Había que impedir la continuidad del kirchnerismo de cualquier forma, y ese objetivo se apoderó de ellos. En el camino, perdieron contacto con la realidad de los votantes que querían representar.
No es fácil explicar por qué tantos políticos opositores talentosos jugaron a fondo esa estrategia tan extrema, que los dejaba fuera de juego si el kirchnerismo sobrevivía.
Probablemente, negarse a aceptar la era K venía de la mano de no aceptar tampoco los cambios que sobrevenían a la crisis de 2001 - 2002, de los que el kirchnerismo es una interpretación posible.
No toleraron que se estaban cuestionando las políticas económicas previas, que el kirchnerismo haya irrumpido tan de golpe ("¿quiénes se creen que son?"), que muchos habían cumplido un ciclo. Todo un mundo había caído. Esto, claro, es fácil de escribir pero difícil de aceptar en el cuerpo.
Esta oposición que nunca aceptó al kirchnerismo, la vieja a partir de ahora, cometió errores de conceptualización y estrategia. Buena parte de la UCR, el duhaldismo y la Coalición Cívica quedaron anclados en un prekirchnerismo ya que postulaban un regreso a un lugar previo. No casualmente, Duhalde y Carrió fueron protagonistas de la crisis de 2001. La emergente, en cambio, parte del kirchnerismo y postula un poskirchnerismo.
LOS EMERGENTES
Ahora, el futuro opositor estará en manos de aquellos que se ofrezcan a la sociedad una alternativa política diferenciada de la experiencia actual, pero tomando a su existencia insoslayable como punto de referencia. El Pro y el Frente Amplio Progresista son los más emplazados para desempeñar ese rol.

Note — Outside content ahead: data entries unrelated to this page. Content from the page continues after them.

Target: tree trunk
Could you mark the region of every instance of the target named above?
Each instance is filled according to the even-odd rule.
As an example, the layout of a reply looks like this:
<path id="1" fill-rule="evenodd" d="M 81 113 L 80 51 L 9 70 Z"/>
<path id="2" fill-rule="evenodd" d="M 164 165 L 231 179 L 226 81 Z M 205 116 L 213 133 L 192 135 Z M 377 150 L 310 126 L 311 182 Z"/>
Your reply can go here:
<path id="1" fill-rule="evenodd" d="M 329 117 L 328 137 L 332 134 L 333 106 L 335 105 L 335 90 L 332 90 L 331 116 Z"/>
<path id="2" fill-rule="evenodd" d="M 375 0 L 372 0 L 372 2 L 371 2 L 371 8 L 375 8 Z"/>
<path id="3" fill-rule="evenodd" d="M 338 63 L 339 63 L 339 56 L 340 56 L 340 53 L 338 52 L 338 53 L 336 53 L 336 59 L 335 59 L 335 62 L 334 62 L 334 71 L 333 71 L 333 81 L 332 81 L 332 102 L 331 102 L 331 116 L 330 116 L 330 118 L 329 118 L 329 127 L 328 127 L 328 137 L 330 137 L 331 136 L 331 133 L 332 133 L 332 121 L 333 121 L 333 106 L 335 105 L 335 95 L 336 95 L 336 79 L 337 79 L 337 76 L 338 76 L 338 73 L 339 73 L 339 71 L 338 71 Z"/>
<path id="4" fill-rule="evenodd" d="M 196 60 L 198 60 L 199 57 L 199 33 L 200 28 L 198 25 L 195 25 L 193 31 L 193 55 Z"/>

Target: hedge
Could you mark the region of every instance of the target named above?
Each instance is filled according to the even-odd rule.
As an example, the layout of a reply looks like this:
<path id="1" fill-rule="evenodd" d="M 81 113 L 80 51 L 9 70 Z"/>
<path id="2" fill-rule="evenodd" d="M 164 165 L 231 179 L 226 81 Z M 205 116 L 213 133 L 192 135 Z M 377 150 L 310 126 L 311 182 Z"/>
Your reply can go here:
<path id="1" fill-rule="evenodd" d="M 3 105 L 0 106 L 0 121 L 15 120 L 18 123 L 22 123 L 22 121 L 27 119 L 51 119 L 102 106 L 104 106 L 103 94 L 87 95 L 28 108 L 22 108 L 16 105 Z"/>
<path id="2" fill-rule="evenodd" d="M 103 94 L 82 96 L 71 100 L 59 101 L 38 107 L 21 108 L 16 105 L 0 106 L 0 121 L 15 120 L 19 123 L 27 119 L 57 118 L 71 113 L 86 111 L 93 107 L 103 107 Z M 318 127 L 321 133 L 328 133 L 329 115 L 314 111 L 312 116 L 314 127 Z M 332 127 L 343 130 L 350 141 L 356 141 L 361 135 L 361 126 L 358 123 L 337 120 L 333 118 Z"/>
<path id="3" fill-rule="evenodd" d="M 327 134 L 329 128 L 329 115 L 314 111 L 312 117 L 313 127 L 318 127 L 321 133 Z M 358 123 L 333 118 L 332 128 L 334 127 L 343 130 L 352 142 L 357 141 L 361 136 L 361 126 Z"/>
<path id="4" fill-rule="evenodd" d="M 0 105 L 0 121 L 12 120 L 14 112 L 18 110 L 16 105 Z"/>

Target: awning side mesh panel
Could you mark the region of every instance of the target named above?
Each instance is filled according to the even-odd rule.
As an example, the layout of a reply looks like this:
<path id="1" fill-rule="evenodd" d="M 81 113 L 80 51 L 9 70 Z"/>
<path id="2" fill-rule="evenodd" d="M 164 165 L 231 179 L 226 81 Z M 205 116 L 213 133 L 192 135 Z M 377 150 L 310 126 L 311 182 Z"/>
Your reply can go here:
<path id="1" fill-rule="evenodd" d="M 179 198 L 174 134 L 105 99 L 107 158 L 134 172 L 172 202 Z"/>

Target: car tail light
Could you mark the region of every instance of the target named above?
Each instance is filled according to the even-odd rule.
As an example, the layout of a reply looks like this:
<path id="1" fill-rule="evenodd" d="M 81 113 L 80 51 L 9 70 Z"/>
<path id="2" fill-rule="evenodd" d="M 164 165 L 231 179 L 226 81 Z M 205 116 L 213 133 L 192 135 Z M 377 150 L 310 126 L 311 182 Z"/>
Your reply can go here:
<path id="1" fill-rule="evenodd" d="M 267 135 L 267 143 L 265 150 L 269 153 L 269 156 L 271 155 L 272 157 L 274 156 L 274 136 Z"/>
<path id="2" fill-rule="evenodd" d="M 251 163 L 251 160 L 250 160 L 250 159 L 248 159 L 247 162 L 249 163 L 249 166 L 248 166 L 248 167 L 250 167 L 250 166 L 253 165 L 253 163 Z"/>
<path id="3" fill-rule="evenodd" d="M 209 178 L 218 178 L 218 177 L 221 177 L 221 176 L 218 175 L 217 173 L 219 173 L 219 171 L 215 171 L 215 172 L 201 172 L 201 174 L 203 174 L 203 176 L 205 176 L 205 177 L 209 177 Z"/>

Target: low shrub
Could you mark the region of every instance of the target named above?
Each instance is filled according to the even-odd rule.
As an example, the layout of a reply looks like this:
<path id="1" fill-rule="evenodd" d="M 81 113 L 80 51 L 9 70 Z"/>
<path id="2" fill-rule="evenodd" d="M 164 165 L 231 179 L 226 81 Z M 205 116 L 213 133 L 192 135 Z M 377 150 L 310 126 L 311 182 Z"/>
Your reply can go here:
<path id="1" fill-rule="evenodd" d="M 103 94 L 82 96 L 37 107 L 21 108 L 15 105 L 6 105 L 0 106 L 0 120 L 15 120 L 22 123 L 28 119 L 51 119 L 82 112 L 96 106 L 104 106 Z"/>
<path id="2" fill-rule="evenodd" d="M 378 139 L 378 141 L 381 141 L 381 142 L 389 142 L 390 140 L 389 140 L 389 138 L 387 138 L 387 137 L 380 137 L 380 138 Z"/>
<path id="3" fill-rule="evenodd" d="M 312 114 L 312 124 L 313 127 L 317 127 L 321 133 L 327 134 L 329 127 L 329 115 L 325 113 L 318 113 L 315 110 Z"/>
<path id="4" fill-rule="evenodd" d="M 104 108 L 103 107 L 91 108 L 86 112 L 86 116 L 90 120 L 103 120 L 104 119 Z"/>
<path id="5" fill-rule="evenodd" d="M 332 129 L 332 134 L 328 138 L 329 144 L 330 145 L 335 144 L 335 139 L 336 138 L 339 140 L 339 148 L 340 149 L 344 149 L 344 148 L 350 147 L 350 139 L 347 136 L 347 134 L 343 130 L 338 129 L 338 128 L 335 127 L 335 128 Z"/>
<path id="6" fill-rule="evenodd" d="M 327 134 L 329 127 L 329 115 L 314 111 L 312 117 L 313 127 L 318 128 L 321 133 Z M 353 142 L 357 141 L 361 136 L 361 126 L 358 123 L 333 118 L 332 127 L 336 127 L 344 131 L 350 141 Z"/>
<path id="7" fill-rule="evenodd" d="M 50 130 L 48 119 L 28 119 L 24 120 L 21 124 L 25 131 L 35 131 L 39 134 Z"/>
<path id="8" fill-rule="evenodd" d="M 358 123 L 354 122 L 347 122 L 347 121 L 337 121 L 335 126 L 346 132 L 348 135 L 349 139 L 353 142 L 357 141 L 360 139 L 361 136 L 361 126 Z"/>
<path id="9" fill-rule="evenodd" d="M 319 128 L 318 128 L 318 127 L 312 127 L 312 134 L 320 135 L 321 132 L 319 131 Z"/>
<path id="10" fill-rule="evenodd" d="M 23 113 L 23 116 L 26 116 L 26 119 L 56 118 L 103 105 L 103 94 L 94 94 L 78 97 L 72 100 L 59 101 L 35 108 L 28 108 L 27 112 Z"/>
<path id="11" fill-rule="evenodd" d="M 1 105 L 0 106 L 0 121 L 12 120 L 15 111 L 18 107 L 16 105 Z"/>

El FAP nace para competir en las elecciones de 2011 y cuenta, en esta pugna de las generaciones opositoras, con las ventajas de la juventud. Su primera campaña se planteó alrededor de presentar una propuesta de gestión sobre un programa económico moderado, una visión socialdemócrata del Estado, una imagen de gestión, una defensa del campo y el federalismo, y una alianza sindical con el sector “tradicional” de la CTA.
El kirchnerismo, para ellos, no es un bicho inmundo sino un adversario populista con un programa y un electorado diferentes. Los orígenes del socialismo santafesino, la fuerza más importante del FAP, están vinculados al Partido Socialista Popular de Estévez Boero, tal vez el menos gorila de los partidos no peronistas del Siglo XX.
El Pro, por su parte, tiene un ala prekirchnerista y otra poskirchnerista. Pero la segunda finalmente se impuso en este año electoral. La clave de este corrimiento fue que Mauricio Macri, quien tenía un pie en cada vereda, finalmente optó por la pos.
El Pro prekirchnerista era el más ansioso por tejer alianzas con la vieja oposición, realizando acuerdos electorales de “consenso”, plegándose a la estrategia del Grupo A, y adoptando el discurso institucionalista. En la mesa chica, en 2011 se decidió abandonar este camino en pos de un estilo basado en la imagen de gestión, la comunicación populista y los liderazgos convocantes.
De hecho, las figuras en ascenso del macrismo prekirchnerista, como Horacio Rodríguez Larreta y Gabriela Michetti, pasaron a un segundo plano electoral. Las figuras del macrismo versión 2011 fueron el propio Mauricio –protagonista excluyente de la elección porteña- y sus candidatos más exitosos en el interior: el humorista Miguel Del Sel y el productor agropecuario Alfredo Olmedo, quienes quedaron en segundo lugar en sus distritos haciendo elecciones sorprendentes.
Se suma al grupo exitoso su primo, Jorge Macri, intendente electo de Vicente López. Esta estrategia de comunicación más cercana al conservadurismo populista que recomienda Jaime Durán Barba, como la del FAP, no niega al kirchnerismo sino que coexiste con él, buscando una representación diferenciada sobre sus falencias y captando las porciones del electorado en las que éste no penetra.